PhD student, École Polytechnique

27th March 2024, 10:00am - 11:00am (GST)

Title:	Demonstration-Regularized RL
Venue:	TII Auditorium, Yas Arcade, Abu Dhabi
Abstract:	Incorporating expert demonstrations has empirically helped to improve the sample efficiency of reinforcement learning (RL). This paper quantifies theoretically to what extent this extra information reduces RL's sample complexity. In particular, we study the demonstration-regularized reinforcement learning that leverages the expert demonstrations by KL-regularization for a policy learned by behavior cloning. Our findings reveal that using N expert demonstrations enables the identification of an optimal policy at a sample complexity of order O( Poly(S,A,H)/(N epsilon^2)) in finite and O(Poly(d,H)/(N epsilon^2)) in linear Markov decision processes, where epsilon is the target precision, H the horizon, A the number of action, S the number of states in the finite case and d the dimension of the feature space in the linear case. As a by-product, we provide tight convergence guarantees for the behavior cloning procedure under general assumptions on the policy classes. Additionally, we establish that demonstration-regularized methods are provably efficient for reinforcement learning from human feedback (RLHF).
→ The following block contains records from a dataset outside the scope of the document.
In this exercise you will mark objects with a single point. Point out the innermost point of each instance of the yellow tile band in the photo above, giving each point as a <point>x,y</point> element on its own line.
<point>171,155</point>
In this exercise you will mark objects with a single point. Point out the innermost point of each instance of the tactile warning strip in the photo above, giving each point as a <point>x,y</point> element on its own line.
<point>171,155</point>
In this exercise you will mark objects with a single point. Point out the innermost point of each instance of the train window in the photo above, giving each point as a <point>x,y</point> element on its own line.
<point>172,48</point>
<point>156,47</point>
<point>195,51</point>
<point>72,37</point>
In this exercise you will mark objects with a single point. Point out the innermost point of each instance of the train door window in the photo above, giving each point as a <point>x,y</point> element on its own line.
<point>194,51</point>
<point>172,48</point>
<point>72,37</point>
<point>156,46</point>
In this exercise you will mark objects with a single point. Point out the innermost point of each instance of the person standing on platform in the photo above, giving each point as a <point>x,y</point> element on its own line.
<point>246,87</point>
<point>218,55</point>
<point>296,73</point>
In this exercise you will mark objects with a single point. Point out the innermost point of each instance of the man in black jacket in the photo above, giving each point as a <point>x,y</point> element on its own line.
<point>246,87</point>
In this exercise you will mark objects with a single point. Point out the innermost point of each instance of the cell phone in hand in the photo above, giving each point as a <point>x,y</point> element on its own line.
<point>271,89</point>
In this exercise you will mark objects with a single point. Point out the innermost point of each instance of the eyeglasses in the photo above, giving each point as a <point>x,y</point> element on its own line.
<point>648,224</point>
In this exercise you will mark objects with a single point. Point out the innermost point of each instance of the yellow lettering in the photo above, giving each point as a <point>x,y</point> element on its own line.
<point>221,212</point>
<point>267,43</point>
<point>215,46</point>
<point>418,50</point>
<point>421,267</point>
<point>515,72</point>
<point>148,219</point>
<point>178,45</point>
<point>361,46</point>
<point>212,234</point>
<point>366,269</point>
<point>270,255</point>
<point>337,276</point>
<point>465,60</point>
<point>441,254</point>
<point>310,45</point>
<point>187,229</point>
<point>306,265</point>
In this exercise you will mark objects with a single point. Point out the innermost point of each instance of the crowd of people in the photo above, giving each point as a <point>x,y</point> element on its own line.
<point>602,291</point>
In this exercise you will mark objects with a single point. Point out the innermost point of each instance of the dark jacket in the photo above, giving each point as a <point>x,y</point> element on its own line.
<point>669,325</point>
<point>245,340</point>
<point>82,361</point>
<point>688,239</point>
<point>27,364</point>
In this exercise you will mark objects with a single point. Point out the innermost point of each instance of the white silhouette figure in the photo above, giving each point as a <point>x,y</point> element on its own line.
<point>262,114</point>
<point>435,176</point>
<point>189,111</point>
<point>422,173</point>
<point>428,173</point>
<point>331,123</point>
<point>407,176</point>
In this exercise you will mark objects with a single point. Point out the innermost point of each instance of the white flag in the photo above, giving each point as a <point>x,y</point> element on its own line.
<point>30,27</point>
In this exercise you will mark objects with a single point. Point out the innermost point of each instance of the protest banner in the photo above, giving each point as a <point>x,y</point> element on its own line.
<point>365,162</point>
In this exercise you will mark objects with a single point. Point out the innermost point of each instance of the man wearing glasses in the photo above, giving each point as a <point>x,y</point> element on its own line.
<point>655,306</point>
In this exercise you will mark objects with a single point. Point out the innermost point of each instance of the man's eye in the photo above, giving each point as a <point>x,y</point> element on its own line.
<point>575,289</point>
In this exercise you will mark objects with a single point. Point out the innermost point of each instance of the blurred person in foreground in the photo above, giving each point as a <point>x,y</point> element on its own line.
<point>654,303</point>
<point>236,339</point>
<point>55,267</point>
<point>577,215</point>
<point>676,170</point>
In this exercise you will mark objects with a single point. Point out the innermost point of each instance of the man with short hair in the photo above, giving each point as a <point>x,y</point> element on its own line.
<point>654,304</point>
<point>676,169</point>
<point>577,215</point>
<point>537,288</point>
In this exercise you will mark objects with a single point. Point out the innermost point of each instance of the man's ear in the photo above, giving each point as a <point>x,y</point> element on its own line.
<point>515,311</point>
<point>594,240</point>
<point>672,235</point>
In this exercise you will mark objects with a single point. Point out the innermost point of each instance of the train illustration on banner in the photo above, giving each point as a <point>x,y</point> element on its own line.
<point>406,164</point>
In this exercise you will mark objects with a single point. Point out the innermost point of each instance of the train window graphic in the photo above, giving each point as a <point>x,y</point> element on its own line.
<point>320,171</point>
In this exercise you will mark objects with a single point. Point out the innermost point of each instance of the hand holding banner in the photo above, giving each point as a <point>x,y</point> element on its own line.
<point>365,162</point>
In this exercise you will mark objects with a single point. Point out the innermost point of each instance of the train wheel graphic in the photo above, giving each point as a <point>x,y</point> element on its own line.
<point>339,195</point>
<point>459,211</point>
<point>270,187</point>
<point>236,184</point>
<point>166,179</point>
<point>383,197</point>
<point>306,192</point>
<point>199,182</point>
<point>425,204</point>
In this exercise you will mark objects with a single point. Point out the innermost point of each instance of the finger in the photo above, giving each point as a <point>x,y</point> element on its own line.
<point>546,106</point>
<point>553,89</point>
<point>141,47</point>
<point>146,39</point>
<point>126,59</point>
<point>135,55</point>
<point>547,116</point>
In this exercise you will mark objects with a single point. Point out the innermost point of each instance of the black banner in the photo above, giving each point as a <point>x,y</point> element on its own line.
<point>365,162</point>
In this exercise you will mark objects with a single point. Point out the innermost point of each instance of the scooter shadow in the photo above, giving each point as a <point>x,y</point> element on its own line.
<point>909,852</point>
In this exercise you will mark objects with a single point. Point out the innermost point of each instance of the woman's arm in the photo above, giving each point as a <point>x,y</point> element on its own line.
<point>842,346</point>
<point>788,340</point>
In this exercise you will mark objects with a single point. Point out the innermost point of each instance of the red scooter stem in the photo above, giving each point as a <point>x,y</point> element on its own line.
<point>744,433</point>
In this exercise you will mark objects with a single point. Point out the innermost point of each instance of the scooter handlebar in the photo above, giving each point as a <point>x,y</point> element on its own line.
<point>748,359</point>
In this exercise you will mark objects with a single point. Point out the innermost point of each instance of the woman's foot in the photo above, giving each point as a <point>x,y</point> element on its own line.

In this respect, we provide theoretical evidence showing the benefits of KL-regularization for RLHF in tabular and linear MDPs. Interestingly, we avoid pessimism injection by employing computationally feasible regularization to handle reward estimation uncertainty, thus setting our approach apart from the prior works.
Bio:	Daniil is a first-year PhD student at Ecole Polytechnique and Université Paris-Saclay, advised by Eric Moulines and Gilles Stoltz. Prior to that, Daniil got his BSc and MSc at HSE University, where started working in collaboration with Michal Valko and Pierre Menard. His research interests are focused on reinforcement learning, in particular, on randomized exploration, regularization, intersection of RL with sampling, and reinforcement learning with human feedback.